Implementation Considerations - Real-Time Analytics with Spark Streaming

Implementation Considerations

Application Requirements

The Real-Time Analytics solution requires a working Spark Streaming application written in Java or Scala. We recommend that you use the latest version of Apache Spark for your application. You can choose to deploy your application as a JAR file or a JSON file (see the next section for details).

Processing Engine

When you deploy the solution, you choose the processing engine for your custom Spark Streaming application: a JAR file or an Apache Zeppelin notebook JSON file.

Application JAR

If you choose to package your custom Spark Streaming application as a JAR file, the solution requires a Spark Submit command to launch your application on the Amazon EMR cluster. You can choose to upload a file with the submit script, or you can enter the command directly in the AWS CloudFormation template parameter when you launch the solution.

Apache Zeppelin

If you choose to use Zeppelin, you will upload your custom Spark Streaming application as a notebook.json file from your local machine or a URL you specify. The solution automatically creates the dependencies and configurations to visualize your real-time and batch data.

Demo Application

The solution includes an additional AWS CloudFormation template real-time-analytics-spark-streaming-demo.template that deploys a demo application for testing purposes.

If you choose to run the demo application, this solution deploys a sample Spark Streaming application on the Amazon EMR cluster, a sample Kinesis stream, and a sample data producer that sends sample data to your Kinesis stream. The demo application is packaged as a JAR file, but it also includes a JSON file you can use to deploy the demo application through the Zeppelin UI. For more information, see Appendix A.

Single Application Deployment

The solution is designed to work with only one Spark Streaming application at a time. If you want to change applications, you must first stop the running application and then deploy the solution again with a new application. This also applies if you deploy the demo application: you must stop the running demo application before you can deploy the demo application JSON file, a custom JAR file or a custom JSON file.

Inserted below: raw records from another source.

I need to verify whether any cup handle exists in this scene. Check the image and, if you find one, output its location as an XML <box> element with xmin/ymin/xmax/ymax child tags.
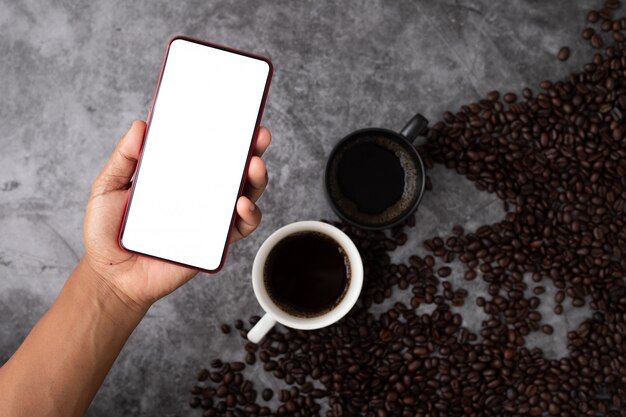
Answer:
<box><xmin>248</xmin><ymin>313</ymin><xmax>276</xmax><ymax>343</ymax></box>
<box><xmin>400</xmin><ymin>113</ymin><xmax>428</xmax><ymax>145</ymax></box>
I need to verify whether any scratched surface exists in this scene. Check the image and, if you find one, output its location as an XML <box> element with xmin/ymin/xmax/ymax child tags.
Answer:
<box><xmin>0</xmin><ymin>0</ymin><xmax>598</xmax><ymax>416</ymax></box>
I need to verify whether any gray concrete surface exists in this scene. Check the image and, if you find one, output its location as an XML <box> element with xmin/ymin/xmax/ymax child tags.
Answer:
<box><xmin>0</xmin><ymin>0</ymin><xmax>599</xmax><ymax>416</ymax></box>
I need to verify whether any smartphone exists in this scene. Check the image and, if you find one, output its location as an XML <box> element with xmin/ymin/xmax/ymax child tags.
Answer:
<box><xmin>119</xmin><ymin>36</ymin><xmax>273</xmax><ymax>273</ymax></box>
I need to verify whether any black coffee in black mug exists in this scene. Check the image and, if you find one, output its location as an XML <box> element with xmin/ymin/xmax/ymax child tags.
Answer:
<box><xmin>325</xmin><ymin>114</ymin><xmax>428</xmax><ymax>229</ymax></box>
<box><xmin>263</xmin><ymin>232</ymin><xmax>350</xmax><ymax>317</ymax></box>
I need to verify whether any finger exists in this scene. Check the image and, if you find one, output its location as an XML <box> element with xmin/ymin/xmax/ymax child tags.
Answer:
<box><xmin>244</xmin><ymin>156</ymin><xmax>269</xmax><ymax>203</ymax></box>
<box><xmin>93</xmin><ymin>120</ymin><xmax>146</xmax><ymax>193</ymax></box>
<box><xmin>235</xmin><ymin>196</ymin><xmax>261</xmax><ymax>238</ymax></box>
<box><xmin>254</xmin><ymin>127</ymin><xmax>272</xmax><ymax>156</ymax></box>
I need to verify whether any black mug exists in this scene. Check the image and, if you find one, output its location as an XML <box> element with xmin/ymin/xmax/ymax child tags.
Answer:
<box><xmin>325</xmin><ymin>114</ymin><xmax>428</xmax><ymax>230</ymax></box>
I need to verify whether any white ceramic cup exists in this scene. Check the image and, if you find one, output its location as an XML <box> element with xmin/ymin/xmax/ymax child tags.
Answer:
<box><xmin>248</xmin><ymin>221</ymin><xmax>363</xmax><ymax>343</ymax></box>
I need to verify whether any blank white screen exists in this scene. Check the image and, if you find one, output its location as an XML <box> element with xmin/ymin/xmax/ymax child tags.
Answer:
<box><xmin>122</xmin><ymin>39</ymin><xmax>270</xmax><ymax>270</ymax></box>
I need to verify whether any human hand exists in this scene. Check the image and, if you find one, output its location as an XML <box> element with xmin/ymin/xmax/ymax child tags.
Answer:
<box><xmin>83</xmin><ymin>121</ymin><xmax>271</xmax><ymax>311</ymax></box>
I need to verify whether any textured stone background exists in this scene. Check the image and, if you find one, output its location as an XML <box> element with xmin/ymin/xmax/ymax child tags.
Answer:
<box><xmin>0</xmin><ymin>0</ymin><xmax>598</xmax><ymax>416</ymax></box>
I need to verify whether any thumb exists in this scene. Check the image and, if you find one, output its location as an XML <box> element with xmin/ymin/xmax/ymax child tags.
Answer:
<box><xmin>91</xmin><ymin>120</ymin><xmax>146</xmax><ymax>194</ymax></box>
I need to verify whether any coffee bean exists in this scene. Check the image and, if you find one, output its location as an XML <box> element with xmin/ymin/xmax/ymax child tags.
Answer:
<box><xmin>558</xmin><ymin>46</ymin><xmax>570</xmax><ymax>61</ymax></box>
<box><xmin>261</xmin><ymin>388</ymin><xmax>274</xmax><ymax>401</ymax></box>
<box><xmin>197</xmin><ymin>369</ymin><xmax>209</xmax><ymax>381</ymax></box>
<box><xmin>591</xmin><ymin>33</ymin><xmax>604</xmax><ymax>49</ymax></box>
<box><xmin>437</xmin><ymin>266</ymin><xmax>452</xmax><ymax>278</ymax></box>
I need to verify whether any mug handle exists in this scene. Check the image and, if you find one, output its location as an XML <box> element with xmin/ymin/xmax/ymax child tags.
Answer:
<box><xmin>400</xmin><ymin>113</ymin><xmax>428</xmax><ymax>146</ymax></box>
<box><xmin>248</xmin><ymin>313</ymin><xmax>276</xmax><ymax>343</ymax></box>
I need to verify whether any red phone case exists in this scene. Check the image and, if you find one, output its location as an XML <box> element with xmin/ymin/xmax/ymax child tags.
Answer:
<box><xmin>117</xmin><ymin>36</ymin><xmax>274</xmax><ymax>274</ymax></box>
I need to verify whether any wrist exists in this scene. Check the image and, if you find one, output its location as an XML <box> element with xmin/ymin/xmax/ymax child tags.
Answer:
<box><xmin>75</xmin><ymin>258</ymin><xmax>150</xmax><ymax>324</ymax></box>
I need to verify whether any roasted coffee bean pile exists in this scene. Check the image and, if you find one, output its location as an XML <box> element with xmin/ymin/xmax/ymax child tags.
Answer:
<box><xmin>180</xmin><ymin>1</ymin><xmax>626</xmax><ymax>417</ymax></box>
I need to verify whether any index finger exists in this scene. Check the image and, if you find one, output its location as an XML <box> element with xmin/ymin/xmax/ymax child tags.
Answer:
<box><xmin>253</xmin><ymin>126</ymin><xmax>272</xmax><ymax>156</ymax></box>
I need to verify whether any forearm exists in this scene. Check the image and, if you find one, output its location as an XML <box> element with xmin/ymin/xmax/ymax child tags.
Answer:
<box><xmin>0</xmin><ymin>261</ymin><xmax>145</xmax><ymax>417</ymax></box>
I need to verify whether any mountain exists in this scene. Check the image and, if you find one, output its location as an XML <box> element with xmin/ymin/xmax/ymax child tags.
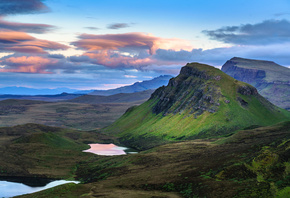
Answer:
<box><xmin>222</xmin><ymin>57</ymin><xmax>290</xmax><ymax>110</ymax></box>
<box><xmin>0</xmin><ymin>92</ymin><xmax>83</xmax><ymax>102</ymax></box>
<box><xmin>0</xmin><ymin>87</ymin><xmax>79</xmax><ymax>95</ymax></box>
<box><xmin>66</xmin><ymin>89</ymin><xmax>154</xmax><ymax>104</ymax></box>
<box><xmin>89</xmin><ymin>75</ymin><xmax>172</xmax><ymax>96</ymax></box>
<box><xmin>104</xmin><ymin>63</ymin><xmax>290</xmax><ymax>149</ymax></box>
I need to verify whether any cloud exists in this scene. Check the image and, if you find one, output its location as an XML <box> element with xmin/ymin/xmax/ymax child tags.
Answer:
<box><xmin>0</xmin><ymin>31</ymin><xmax>69</xmax><ymax>53</ymax></box>
<box><xmin>70</xmin><ymin>32</ymin><xmax>192</xmax><ymax>69</ymax></box>
<box><xmin>0</xmin><ymin>18</ymin><xmax>55</xmax><ymax>34</ymax></box>
<box><xmin>107</xmin><ymin>23</ymin><xmax>131</xmax><ymax>30</ymax></box>
<box><xmin>85</xmin><ymin>27</ymin><xmax>100</xmax><ymax>30</ymax></box>
<box><xmin>0</xmin><ymin>0</ymin><xmax>49</xmax><ymax>16</ymax></box>
<box><xmin>203</xmin><ymin>20</ymin><xmax>290</xmax><ymax>45</ymax></box>
<box><xmin>71</xmin><ymin>32</ymin><xmax>192</xmax><ymax>54</ymax></box>
<box><xmin>0</xmin><ymin>56</ymin><xmax>58</xmax><ymax>74</ymax></box>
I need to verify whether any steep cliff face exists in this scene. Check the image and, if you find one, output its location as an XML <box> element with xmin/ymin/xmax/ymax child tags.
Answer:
<box><xmin>104</xmin><ymin>63</ymin><xmax>290</xmax><ymax>149</ymax></box>
<box><xmin>222</xmin><ymin>57</ymin><xmax>290</xmax><ymax>110</ymax></box>
<box><xmin>151</xmin><ymin>66</ymin><xmax>221</xmax><ymax>115</ymax></box>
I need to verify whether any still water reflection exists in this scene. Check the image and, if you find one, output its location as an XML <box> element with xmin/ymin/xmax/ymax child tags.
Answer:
<box><xmin>83</xmin><ymin>144</ymin><xmax>137</xmax><ymax>156</ymax></box>
<box><xmin>0</xmin><ymin>180</ymin><xmax>79</xmax><ymax>198</ymax></box>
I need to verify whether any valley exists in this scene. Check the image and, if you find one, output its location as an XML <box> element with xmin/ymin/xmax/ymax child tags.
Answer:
<box><xmin>0</xmin><ymin>63</ymin><xmax>290</xmax><ymax>198</ymax></box>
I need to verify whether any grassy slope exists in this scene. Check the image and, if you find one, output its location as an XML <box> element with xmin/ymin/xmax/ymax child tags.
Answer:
<box><xmin>20</xmin><ymin>121</ymin><xmax>290</xmax><ymax>198</ymax></box>
<box><xmin>222</xmin><ymin>57</ymin><xmax>290</xmax><ymax>111</ymax></box>
<box><xmin>105</xmin><ymin>62</ymin><xmax>290</xmax><ymax>149</ymax></box>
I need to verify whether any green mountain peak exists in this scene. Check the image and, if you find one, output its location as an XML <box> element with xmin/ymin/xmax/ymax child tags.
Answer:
<box><xmin>104</xmin><ymin>63</ymin><xmax>290</xmax><ymax>149</ymax></box>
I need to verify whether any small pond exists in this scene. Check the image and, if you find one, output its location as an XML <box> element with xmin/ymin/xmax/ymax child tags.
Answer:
<box><xmin>0</xmin><ymin>177</ymin><xmax>79</xmax><ymax>198</ymax></box>
<box><xmin>83</xmin><ymin>144</ymin><xmax>138</xmax><ymax>156</ymax></box>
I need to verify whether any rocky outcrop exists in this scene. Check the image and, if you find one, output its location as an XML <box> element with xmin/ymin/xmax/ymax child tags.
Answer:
<box><xmin>150</xmin><ymin>63</ymin><xmax>221</xmax><ymax>116</ymax></box>
<box><xmin>222</xmin><ymin>57</ymin><xmax>290</xmax><ymax>110</ymax></box>
<box><xmin>222</xmin><ymin>60</ymin><xmax>266</xmax><ymax>85</ymax></box>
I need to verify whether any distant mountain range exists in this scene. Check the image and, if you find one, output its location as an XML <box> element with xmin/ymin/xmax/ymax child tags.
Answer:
<box><xmin>0</xmin><ymin>87</ymin><xmax>79</xmax><ymax>95</ymax></box>
<box><xmin>66</xmin><ymin>89</ymin><xmax>154</xmax><ymax>104</ymax></box>
<box><xmin>222</xmin><ymin>57</ymin><xmax>290</xmax><ymax>110</ymax></box>
<box><xmin>0</xmin><ymin>75</ymin><xmax>173</xmax><ymax>95</ymax></box>
<box><xmin>89</xmin><ymin>75</ymin><xmax>173</xmax><ymax>96</ymax></box>
<box><xmin>104</xmin><ymin>63</ymin><xmax>290</xmax><ymax>149</ymax></box>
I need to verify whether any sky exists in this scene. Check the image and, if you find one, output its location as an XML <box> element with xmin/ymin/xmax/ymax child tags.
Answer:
<box><xmin>0</xmin><ymin>0</ymin><xmax>290</xmax><ymax>90</ymax></box>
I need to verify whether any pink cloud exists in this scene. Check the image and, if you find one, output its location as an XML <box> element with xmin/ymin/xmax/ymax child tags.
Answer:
<box><xmin>0</xmin><ymin>31</ymin><xmax>69</xmax><ymax>54</ymax></box>
<box><xmin>72</xmin><ymin>32</ymin><xmax>192</xmax><ymax>69</ymax></box>
<box><xmin>0</xmin><ymin>56</ymin><xmax>58</xmax><ymax>74</ymax></box>
<box><xmin>0</xmin><ymin>31</ymin><xmax>35</xmax><ymax>43</ymax></box>
<box><xmin>72</xmin><ymin>32</ymin><xmax>192</xmax><ymax>54</ymax></box>
<box><xmin>0</xmin><ymin>17</ymin><xmax>55</xmax><ymax>34</ymax></box>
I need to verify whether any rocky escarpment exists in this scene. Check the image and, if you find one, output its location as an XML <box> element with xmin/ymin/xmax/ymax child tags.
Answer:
<box><xmin>222</xmin><ymin>60</ymin><xmax>266</xmax><ymax>85</ymax></box>
<box><xmin>151</xmin><ymin>63</ymin><xmax>221</xmax><ymax>116</ymax></box>
<box><xmin>222</xmin><ymin>57</ymin><xmax>290</xmax><ymax>110</ymax></box>
<box><xmin>104</xmin><ymin>63</ymin><xmax>290</xmax><ymax>149</ymax></box>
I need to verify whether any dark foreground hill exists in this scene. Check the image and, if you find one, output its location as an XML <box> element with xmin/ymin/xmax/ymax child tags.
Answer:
<box><xmin>20</xmin><ymin>122</ymin><xmax>290</xmax><ymax>198</ymax></box>
<box><xmin>222</xmin><ymin>57</ymin><xmax>290</xmax><ymax>110</ymax></box>
<box><xmin>89</xmin><ymin>75</ymin><xmax>172</xmax><ymax>96</ymax></box>
<box><xmin>104</xmin><ymin>63</ymin><xmax>290</xmax><ymax>149</ymax></box>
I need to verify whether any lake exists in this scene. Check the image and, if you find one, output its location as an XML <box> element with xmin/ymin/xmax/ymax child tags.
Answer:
<box><xmin>83</xmin><ymin>144</ymin><xmax>138</xmax><ymax>156</ymax></box>
<box><xmin>0</xmin><ymin>178</ymin><xmax>79</xmax><ymax>198</ymax></box>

If you want to upload an application file that uses the same name as an application from a previous deployment (for example, a new version of a JSON template), you must clear the application name from the Amazon DynamoDB table before you deploy solution. See Tracking Amazon Kinesis Data Streams Application State in the Amazon Kinesis Data Streams Developer Guide for more information.

EMR Web Interfaces

When you launch an Amazon EMR cluster in a public subnet, the master node of the cluster has a public DNS which allows you to create an SSH tunnel and securely access the Amazon EMR web interfaces. Because this solution deploys the Amazon EMR cluster in a private subnet, the master node will not have a public DNS for secure SSH access. To allow you to access the Amazon EMR web interfaces, this solution deploys a bastion host with a public IP address. You must configure dynamic port forwarding to connect to the bastion host. For more information, see View Web Interfaces Hosted on Amazon EMR Clusters in the Amazon EMR Management Guide.

Memory-Optimized Instance Types

We recommend memory-optimized Amazon Elastic Compute Cloud (Amazon EC2) instance types for Apache Spark workloads because Spark attempts to process as much data in memory as possible. By default, this solution deploys an r3.xlarge instance for the Amazon EMR cluster nodes to deliver optimal performance.

Real-Time Data Visualization

For users who choose Zeppelin as their processing engine for this solution, Zeppelin will display visualizations of your real-time data as it flows. These visualizations can be shared or published to external dashboards. For more information, go to the Apache Zeppelin website.

Regional Deployment

The Real-Time Analytics solution uses AWS Lambda during initial configuration or when resources are updated or deleted. Therefore, you must deploy this solution in an AWS Region that supports AWS Lambda. For the most current AWS Lambda availability by region, see AWS service offerings by region.